O Mensageiro (The Messenger, 2009)

Drama. Baseado em um cotidiano completamente distinto, dois oficiais do exercito americano que trabalham notificando as famílias das vítimas durante os confrontos no Iraque. O Sargento Will Montgomery (Ben Foster) sofre um acidente durante uma operação e é considerado herói pelo grupo que comandava. Ao se recuperar é designado para a grupo de notificações, onde conhece o capitão Tony Stone (Woody Harrelson) e fica ciente de sua nova função: contatar o mais rápido possível familiares e próximos dos combatentes mortos em ação.

Sendo um drama já comecei torcendo um pouco o nariz. Nada contra dramas, mas é difícil encontrar bons hoje em dia. A maioria se apóia em motivos e situações tão sem sentido que você não é levado a ter simpatia pela condição dos personagens. Não foi o caso. Em parte devido a boa atuação da dupla Ben e Woody, e também em parte por conta da carga incomum que os dois personagens são obrigados a suportar. Apesar de fazer todo o sentido existir o trabalho deles, ao menos para mim foi curioso perceber o quanto ele é pesado!

O capitão Stone já está adaptado ao trabalho e criou uma espécie de “modus operandi” para evitar sofrer com o dia a dia. Ele vai guiando o sargento Montgomery nesse caminho tortuoso. O filme muda quando eles estão a trabalho, fazendo parecer um documentário ou uma gravação amadora.
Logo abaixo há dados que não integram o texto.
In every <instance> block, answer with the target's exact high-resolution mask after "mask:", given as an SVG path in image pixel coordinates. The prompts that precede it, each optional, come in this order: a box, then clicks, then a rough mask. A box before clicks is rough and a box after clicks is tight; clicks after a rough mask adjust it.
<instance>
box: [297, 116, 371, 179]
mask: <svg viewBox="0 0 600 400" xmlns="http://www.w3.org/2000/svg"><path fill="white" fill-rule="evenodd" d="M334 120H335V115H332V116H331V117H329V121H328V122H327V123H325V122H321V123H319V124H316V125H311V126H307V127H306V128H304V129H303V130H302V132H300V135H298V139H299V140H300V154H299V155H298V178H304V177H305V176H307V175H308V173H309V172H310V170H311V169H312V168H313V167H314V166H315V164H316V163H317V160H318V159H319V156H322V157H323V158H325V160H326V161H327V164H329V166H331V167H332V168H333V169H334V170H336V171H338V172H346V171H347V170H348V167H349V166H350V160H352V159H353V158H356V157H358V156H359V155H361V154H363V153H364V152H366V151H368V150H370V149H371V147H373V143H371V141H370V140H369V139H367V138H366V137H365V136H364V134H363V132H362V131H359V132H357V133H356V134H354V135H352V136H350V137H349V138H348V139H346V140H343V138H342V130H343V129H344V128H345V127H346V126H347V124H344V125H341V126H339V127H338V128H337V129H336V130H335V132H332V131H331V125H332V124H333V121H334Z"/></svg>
Isso dá um tom diferente a produção e eu gostei muito. Porém, o destaque fica mesmo para a atuação de Woody: apesar de ser um drama eu ri um bocado! Ele manteve o ritmo de seus últimos personagens meio loucos, mas ouso dizer que nesse ele se superou.

Pesado no que tange ao assunto, mas razoável no total, é um filme que te faz pensar em uma série de fatores paralelos ao trabalho nas forças armadas, e ainda em como a morte assombra as pessoas e gera as mais diferentes reações a ela. Não teve nenhuma cena chocante ou que valha a ressalva, então acredito que seja um filme tranquilo de acompanhar, mesmo para os que tem coração fraco.